Lo extraño es que en 2024 aquella alerta pasó inadvertida. Las autoridades competentes no dieron respuesta visible, y es solo ahora, un año después, cuando el incendio mediático corre a quemar precisamente al que encendió la alarma. El lugar en la hoguera debiese estar compartido con el Ministerio Público.
¿Es culpable o inocente? No somos jueces. Pero sí debemos exigir explicaciones: ¿qué pasó con la denuncia inicial? ¿Qué resultados hubo en este tiempo? ¿Por qué no se transparentó el proceso?

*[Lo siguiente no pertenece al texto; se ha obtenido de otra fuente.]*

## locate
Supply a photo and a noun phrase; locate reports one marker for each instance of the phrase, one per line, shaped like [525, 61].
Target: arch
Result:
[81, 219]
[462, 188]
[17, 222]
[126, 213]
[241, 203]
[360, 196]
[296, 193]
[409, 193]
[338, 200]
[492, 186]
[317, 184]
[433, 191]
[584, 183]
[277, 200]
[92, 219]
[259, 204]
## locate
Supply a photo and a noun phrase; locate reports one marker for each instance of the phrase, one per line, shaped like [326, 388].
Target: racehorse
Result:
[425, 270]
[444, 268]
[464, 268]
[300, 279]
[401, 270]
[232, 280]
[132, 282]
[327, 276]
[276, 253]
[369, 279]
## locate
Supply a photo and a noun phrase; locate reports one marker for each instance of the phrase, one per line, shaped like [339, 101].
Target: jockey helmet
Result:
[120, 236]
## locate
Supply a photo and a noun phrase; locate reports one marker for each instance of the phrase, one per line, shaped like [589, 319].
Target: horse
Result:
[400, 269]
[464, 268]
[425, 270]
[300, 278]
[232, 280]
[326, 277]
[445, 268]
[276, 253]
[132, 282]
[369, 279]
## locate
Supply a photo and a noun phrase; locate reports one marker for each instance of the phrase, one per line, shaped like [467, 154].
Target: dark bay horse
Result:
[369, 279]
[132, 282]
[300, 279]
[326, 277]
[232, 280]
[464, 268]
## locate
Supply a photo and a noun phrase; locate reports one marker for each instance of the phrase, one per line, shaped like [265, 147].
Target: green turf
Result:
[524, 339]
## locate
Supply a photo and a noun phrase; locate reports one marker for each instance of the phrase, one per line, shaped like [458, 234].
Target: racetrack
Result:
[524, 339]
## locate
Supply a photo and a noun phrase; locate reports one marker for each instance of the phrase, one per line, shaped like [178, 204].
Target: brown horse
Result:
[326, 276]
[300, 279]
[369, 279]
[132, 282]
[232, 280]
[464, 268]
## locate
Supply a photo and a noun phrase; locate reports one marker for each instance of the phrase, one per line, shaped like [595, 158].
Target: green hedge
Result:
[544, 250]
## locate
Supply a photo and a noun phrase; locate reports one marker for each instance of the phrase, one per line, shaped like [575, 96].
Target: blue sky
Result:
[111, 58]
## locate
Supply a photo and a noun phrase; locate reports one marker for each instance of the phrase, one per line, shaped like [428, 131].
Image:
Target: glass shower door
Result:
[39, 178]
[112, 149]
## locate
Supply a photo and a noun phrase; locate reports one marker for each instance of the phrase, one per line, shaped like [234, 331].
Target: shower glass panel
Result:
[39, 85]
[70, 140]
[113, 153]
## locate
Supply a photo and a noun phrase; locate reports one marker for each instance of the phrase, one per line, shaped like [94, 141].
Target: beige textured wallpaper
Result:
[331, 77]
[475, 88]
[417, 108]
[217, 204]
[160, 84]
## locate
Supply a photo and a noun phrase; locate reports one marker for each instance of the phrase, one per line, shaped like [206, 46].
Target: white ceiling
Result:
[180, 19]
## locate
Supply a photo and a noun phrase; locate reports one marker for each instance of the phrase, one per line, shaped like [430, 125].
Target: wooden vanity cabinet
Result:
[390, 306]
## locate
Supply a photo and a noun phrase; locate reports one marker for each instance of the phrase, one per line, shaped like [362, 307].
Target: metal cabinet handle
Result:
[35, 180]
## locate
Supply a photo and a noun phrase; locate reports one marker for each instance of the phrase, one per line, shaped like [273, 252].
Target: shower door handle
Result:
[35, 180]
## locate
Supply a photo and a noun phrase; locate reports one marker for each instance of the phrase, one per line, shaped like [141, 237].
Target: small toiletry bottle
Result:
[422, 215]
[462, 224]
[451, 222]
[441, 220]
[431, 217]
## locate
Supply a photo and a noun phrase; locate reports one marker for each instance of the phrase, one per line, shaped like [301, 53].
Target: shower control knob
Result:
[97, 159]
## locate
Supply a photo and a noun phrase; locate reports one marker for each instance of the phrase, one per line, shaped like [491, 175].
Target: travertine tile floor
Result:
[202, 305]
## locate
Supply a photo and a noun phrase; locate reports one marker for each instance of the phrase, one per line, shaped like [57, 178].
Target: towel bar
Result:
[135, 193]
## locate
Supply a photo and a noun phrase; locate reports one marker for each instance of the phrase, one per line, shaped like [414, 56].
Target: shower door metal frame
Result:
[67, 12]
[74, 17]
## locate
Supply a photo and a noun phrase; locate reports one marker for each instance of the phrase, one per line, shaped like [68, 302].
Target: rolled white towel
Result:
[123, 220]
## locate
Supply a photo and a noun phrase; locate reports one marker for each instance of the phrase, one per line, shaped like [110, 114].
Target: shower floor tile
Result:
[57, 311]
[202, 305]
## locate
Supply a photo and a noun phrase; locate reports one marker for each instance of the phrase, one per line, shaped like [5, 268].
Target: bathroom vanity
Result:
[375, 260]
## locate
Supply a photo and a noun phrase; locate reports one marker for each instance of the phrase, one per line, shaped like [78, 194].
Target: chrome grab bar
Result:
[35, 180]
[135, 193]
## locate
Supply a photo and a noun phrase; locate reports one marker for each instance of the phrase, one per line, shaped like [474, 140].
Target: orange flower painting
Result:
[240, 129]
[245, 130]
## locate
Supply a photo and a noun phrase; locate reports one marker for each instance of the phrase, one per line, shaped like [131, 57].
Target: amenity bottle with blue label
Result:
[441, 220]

Mientras tanto, surge otra inquietud de fondo: ¿cuántas personas capaces y honorables se negarán a servir en la administración pública por temor a que, aun sin un solo escándalo, su hoja de vida quede marcada para siempre con la sospecha? Por el solo hecho de haber pasado por la administración pública.
El “si el río suena, agua trae” no puede ser política de Estado, ni la norma. Si dejamos que el escarnio sustituya la institucionalidad, no solo perdemos funcionarios: perdemos confianza en la democracia.